Thompson is saying that The Atlantic pays freelancers as a matter of principle and aesthetics (not wanting to lose wonderful pieces). Conveniently elided is the possibility that, you know, you pay freelancers because they are making you money. I write for The Atlantic quite a bit, and they sell ads against those pieces. The Atlantic's business model is based in part on having a lot of content, and while most of that writing may be by full time staff, a lot of it is by freelancers too. You're not giving me charity when you pay me. On the contrary if, as Thompson suggests, "less money spent on freelancers can mean more money spent on writers' wages," then low wages for freelance writers are actually subsidizing better pay for staff writers. Which makes the condescending "we're paying you on principle unlike all those other sites so be grateful" line of reasoning from a staff writer even more infuriating.

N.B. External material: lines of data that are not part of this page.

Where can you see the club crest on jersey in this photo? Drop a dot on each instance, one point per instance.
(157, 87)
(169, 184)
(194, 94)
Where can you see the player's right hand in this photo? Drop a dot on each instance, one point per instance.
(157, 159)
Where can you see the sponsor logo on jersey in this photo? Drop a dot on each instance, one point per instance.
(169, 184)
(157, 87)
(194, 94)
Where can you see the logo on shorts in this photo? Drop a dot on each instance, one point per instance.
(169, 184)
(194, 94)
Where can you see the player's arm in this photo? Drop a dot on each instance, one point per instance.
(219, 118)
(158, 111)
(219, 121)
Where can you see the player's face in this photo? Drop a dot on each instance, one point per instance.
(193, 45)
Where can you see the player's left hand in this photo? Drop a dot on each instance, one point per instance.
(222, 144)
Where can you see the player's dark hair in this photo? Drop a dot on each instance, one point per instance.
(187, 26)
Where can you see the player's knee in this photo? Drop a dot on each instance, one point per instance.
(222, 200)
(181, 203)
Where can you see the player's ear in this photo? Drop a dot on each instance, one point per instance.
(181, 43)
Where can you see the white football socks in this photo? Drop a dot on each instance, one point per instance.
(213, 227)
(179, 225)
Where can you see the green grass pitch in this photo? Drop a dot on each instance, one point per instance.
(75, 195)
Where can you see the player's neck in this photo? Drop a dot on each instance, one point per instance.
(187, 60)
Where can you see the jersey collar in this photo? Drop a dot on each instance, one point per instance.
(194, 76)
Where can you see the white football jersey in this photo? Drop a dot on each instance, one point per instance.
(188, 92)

While some of what he says grates, there's also a lot I agree with in Thompson's post. We both think that freelancers at The Atlantic should be paid. And part of what embitters Kreider, and me as well, is not so much the way Thompson frames the issue as the fact that that framing—pay as a matter of principle rather than because of the value of the services—is the de facto truth of the Internet. As Thompson told me in an email:
"As a moral consideration, I think it's unseemly for a site with paid advertising to adopt, as a policy, no payment for freelancers. But as a business consideration, it's obviously tantalizing. There are lots of people willing to write for free and, conceivably, audiences interested in reading the best of their work."
The fact that you could say the same about staff writers or editors only makes it more painful. Why copy edit when people are happy to read pieces with spelling errors? Why keep anyone on staff when you could just put up free content and run ads against it? Freelancers are the first to go to the wall, maybe, but the doom is coming for everyone.
Thompson's right when he says in his original piece that getting people to write for free can be enriching. Folks writing for free at HU have certainly enriched me personally, if not monetarily. But writing for free should be a gift, not an expectation. Otherwise, as Kreider says, writers aren't much better than serfs.